Possible answers: Identifies picture, took team work to put pieces together, took a great deal of concentration and observation to put puzzle together.
- Tell students that all experiments require a great deal of concentration, team work and observation. Every experiment that they will do in science will require all three of these techniques. You have just completed your first experiment. Every experiment consists of five steps known as the scientific process:
- Question or Problem
- Gathering of information or Data
- Conclusion (what you learn)
- Have students clip puzzles together and return to you.
- Now have students test their observation skills. Have students stand up.
- Have students pick a partner and face each other for 15 seconds. Tell them to observe each other.
- Now have them stand back to back and change something about their appearance. (examples: change a ring to another finger, roll up a sleeve, push down a sock, etc.)
- Call time and have students face each other. Each partner guesses what the other has changed.

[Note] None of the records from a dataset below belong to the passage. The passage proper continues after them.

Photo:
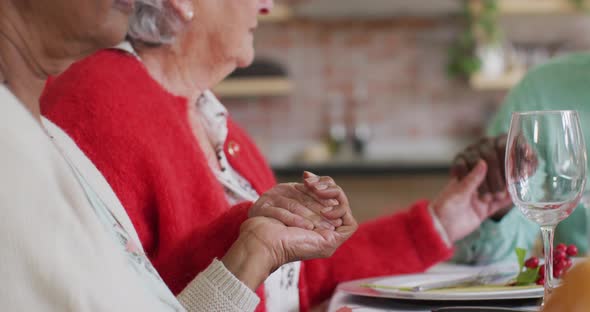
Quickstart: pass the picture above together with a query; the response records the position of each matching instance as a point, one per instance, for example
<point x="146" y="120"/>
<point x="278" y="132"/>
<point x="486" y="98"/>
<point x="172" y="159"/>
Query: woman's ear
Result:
<point x="184" y="9"/>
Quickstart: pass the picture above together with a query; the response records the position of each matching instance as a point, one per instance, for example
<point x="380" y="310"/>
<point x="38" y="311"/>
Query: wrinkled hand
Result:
<point x="302" y="205"/>
<point x="459" y="207"/>
<point x="287" y="244"/>
<point x="492" y="151"/>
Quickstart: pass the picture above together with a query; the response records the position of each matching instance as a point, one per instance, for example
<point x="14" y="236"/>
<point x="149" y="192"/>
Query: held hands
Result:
<point x="265" y="243"/>
<point x="318" y="203"/>
<point x="459" y="207"/>
<point x="493" y="189"/>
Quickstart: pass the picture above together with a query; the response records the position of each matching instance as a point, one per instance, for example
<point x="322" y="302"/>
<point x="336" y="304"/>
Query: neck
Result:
<point x="182" y="69"/>
<point x="23" y="68"/>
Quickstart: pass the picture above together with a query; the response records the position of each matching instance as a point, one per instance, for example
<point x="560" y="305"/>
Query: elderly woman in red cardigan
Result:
<point x="180" y="165"/>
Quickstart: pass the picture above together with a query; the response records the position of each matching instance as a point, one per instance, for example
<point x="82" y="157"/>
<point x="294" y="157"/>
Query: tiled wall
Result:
<point x="390" y="74"/>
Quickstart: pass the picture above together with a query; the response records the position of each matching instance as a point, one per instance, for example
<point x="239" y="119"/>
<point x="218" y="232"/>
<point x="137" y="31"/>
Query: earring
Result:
<point x="265" y="6"/>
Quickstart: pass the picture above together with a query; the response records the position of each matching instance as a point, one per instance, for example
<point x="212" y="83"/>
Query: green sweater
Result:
<point x="563" y="84"/>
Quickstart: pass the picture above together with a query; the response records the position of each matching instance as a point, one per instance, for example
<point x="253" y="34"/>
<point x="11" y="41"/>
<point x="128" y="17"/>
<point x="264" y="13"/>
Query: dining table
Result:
<point x="349" y="297"/>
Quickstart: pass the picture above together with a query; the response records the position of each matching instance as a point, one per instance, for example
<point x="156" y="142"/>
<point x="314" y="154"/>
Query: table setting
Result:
<point x="545" y="165"/>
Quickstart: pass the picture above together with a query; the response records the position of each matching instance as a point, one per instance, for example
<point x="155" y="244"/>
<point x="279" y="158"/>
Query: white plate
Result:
<point x="388" y="287"/>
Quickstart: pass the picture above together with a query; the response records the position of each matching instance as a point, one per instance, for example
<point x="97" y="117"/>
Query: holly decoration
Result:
<point x="532" y="271"/>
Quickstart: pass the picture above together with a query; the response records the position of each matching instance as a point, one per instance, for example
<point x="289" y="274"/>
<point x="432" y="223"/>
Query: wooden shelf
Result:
<point x="253" y="87"/>
<point x="504" y="82"/>
<point x="279" y="13"/>
<point x="539" y="7"/>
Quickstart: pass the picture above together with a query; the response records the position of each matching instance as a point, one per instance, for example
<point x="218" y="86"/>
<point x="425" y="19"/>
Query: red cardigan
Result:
<point x="139" y="137"/>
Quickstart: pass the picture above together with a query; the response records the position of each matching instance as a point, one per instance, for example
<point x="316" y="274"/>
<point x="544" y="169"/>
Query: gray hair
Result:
<point x="154" y="22"/>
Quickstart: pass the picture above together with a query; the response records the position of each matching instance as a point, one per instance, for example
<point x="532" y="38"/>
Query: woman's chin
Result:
<point x="246" y="60"/>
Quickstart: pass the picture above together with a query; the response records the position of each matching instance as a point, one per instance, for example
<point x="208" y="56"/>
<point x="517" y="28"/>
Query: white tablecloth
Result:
<point x="342" y="302"/>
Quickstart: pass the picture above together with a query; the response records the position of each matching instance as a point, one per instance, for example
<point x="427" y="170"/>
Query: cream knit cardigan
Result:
<point x="54" y="253"/>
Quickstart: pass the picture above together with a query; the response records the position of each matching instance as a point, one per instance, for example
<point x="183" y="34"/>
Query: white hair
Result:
<point x="154" y="22"/>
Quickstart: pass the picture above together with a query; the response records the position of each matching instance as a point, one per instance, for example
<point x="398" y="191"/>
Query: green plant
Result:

- Have the students do this two or three times.
- Students sit back down, open their notebooks and answer these questions (have on overhead or board).
- What did you want to find out?
- What changes were made by your partner?
- What did you do to discover your partner’s changes?
- Discuss and then have students write down the five steps of an experiment.
- Have students write a brief summary under each step and discuss.
- Ask students what they learned from both experiments. Possible answers: must use eyes to solve problems, must observe carefully, we’re always looking for answers to our questions.
- End with a final conclusion that scientists are problem solvers and observers of the world around them.
- Question and answer discussions throughout lesson.
- Observe students following scientific process.
- Orally or on an activity sheet, review the five steps of the scientific process (problem, prediction, procedures, data, conclusion) from the partner game to check for understanding.
- Problem: Ask students what we wanted to know about about our partners.
- Prediction: Accept answers related to physical changes.
- Procedure: Review process used, i.e. face partner, 15 seconds. Turn back to back. Change something about yourself…etc.
- Data: Record changes partners made.
- Conclusion: Accept reasonable answers. Example: Careful observation is needed to identify changes.
North Carolina curriculum alignment
- Goal 1: The learner will design and conduct investigations to demonstrate an understanding of scientific inquiry.